Thursday, February 24, 2011

The misery of Nth Party Packaging Systems

<mood - very annoyed>

I have a beef. It's about the compatibility between various Nth tier packaging systems on any given platform.
When you build a software package, it should just work. A software package to be installed on FreeBSD should not be revealing the developer's personal environment settings, (like trying to look for files on the dev's Apple laptop paths, and spitting out error messages about it.)

This is the strange case of the ruby gem called ZMQ, which is the Ruby interface to the ZeroMQ libraries. It essentially makes ZMQ usable under Ruby.

This is 5th party software.  Third-party software is managed under FreeBSD by the ports collection. The ZMQ libraries install just fine. But you're better off using RVM (Ruby Version Manager) to manage your ivarious installations of Ruby on your system. RVM manages 4th-party software. This is because it one level below a third-party packaging system. The GEM packaging system (Ruby's module installation system) is 5th party software, because it runs under RVM.

FreeBSD->Ports->RVM->GEM
                    3rd      4th        5th

I don't know what second-party software is.

Basically, we have too many packaging systems here on a single platform. They all work fine if you don't try to get them to work together. But everything falls apart when you expect them to interoperate without problems. The GEM installer under RVM under FreeBSD simply cannot figure out where to find the libraries it needs to build GEMS from scratch. It is completely unaware of the location that FreeBSD normally installs libraries, (/usr/local) and so you have to dig through a zillion layers of logfiles and directories to figure out which Ruby module failed, and why, and how to make it work.

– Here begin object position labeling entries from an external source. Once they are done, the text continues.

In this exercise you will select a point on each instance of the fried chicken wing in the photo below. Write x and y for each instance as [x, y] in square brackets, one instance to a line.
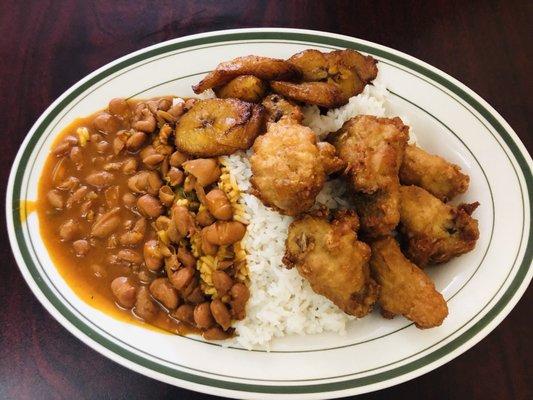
[288, 171]
[435, 232]
[215, 127]
[331, 258]
[261, 67]
[373, 150]
[405, 288]
[439, 177]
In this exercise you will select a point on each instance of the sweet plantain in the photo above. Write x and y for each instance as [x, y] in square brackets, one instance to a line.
[261, 67]
[279, 109]
[330, 79]
[246, 87]
[217, 127]
[322, 94]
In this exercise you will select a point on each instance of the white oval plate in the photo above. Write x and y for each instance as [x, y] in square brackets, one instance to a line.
[447, 117]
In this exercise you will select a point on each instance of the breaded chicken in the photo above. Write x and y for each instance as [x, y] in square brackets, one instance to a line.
[435, 232]
[289, 170]
[373, 149]
[331, 258]
[405, 288]
[439, 177]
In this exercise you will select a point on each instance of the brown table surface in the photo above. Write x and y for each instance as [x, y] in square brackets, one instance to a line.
[46, 46]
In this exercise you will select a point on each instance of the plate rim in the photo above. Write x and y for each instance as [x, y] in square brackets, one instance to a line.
[513, 145]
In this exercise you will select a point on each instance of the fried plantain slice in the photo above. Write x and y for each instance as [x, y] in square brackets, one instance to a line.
[261, 67]
[216, 127]
[279, 109]
[312, 63]
[245, 87]
[364, 66]
[322, 94]
[347, 70]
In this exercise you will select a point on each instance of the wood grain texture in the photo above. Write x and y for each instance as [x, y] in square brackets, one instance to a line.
[46, 46]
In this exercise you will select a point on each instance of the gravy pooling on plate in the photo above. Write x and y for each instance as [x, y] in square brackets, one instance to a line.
[137, 228]
[140, 207]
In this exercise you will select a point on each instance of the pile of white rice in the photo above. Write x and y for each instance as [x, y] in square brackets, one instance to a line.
[281, 301]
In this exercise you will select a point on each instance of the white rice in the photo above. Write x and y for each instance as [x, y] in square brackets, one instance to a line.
[282, 302]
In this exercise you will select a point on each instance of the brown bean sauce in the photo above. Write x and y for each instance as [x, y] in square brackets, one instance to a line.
[88, 211]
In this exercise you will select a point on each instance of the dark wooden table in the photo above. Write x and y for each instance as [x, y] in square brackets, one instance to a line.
[46, 46]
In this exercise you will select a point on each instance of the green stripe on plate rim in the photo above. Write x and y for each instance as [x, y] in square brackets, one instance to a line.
[311, 39]
[51, 131]
[300, 351]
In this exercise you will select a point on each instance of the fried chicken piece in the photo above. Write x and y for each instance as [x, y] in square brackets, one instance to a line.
[435, 232]
[261, 67]
[278, 109]
[439, 177]
[331, 258]
[288, 168]
[328, 157]
[245, 87]
[373, 149]
[215, 127]
[380, 211]
[405, 288]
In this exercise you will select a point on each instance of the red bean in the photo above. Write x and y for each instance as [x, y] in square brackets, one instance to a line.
[202, 316]
[149, 206]
[124, 291]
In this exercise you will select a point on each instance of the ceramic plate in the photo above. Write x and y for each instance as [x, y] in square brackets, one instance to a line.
[481, 287]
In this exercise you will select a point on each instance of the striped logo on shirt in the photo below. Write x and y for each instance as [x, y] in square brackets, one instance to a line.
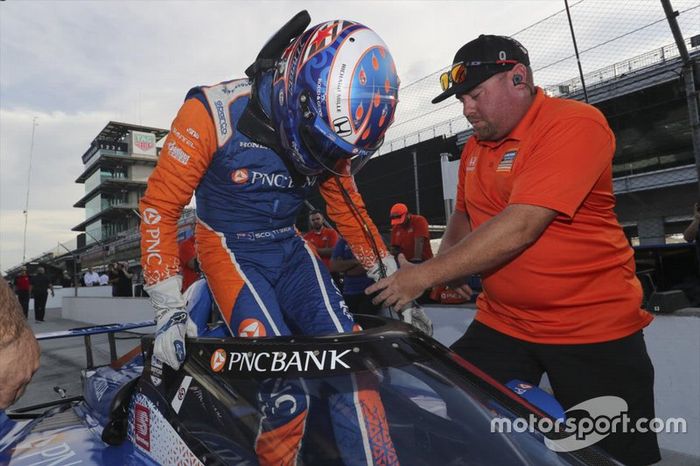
[506, 163]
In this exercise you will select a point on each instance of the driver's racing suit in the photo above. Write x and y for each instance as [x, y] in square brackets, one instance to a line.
[264, 277]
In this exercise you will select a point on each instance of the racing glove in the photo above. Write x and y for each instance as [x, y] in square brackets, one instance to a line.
[415, 315]
[387, 264]
[412, 313]
[173, 323]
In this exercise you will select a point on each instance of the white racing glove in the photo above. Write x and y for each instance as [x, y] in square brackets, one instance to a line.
[412, 313]
[388, 263]
[172, 321]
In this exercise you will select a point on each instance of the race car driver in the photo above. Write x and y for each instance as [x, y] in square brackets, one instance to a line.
[309, 114]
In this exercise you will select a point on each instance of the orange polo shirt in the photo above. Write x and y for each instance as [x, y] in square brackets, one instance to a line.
[577, 283]
[325, 238]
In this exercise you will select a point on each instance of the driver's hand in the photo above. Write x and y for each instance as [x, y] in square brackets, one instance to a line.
[172, 321]
[174, 325]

This takes away from quality programming time. Seriously. Hours.

What would fix this is some kind of  SAAS RESTful server at FreeBSD that the GEM installer could query, based on the output of uname -a, the gem that's being installed and what package it is looking for. The RESTful server could respond with package meta-data giving installation locations of dependent software for this version of FreeBSD. This would be a cool idea, because people who write GEMs probably don't know the standard locations of installation and library paths for all the possible operating systems out there. Nor do they know which subsystem their package is being installed under.

Such meta-data servers could provide information for literally any OS, including Windows and Linux. Each of these operating systems have unique locations for software installations.

The goal being to rely on standard installation locations for any given platform so you can give people the "IJW" experience (It Just Works - a term coined at Microsoft) when installing stuff.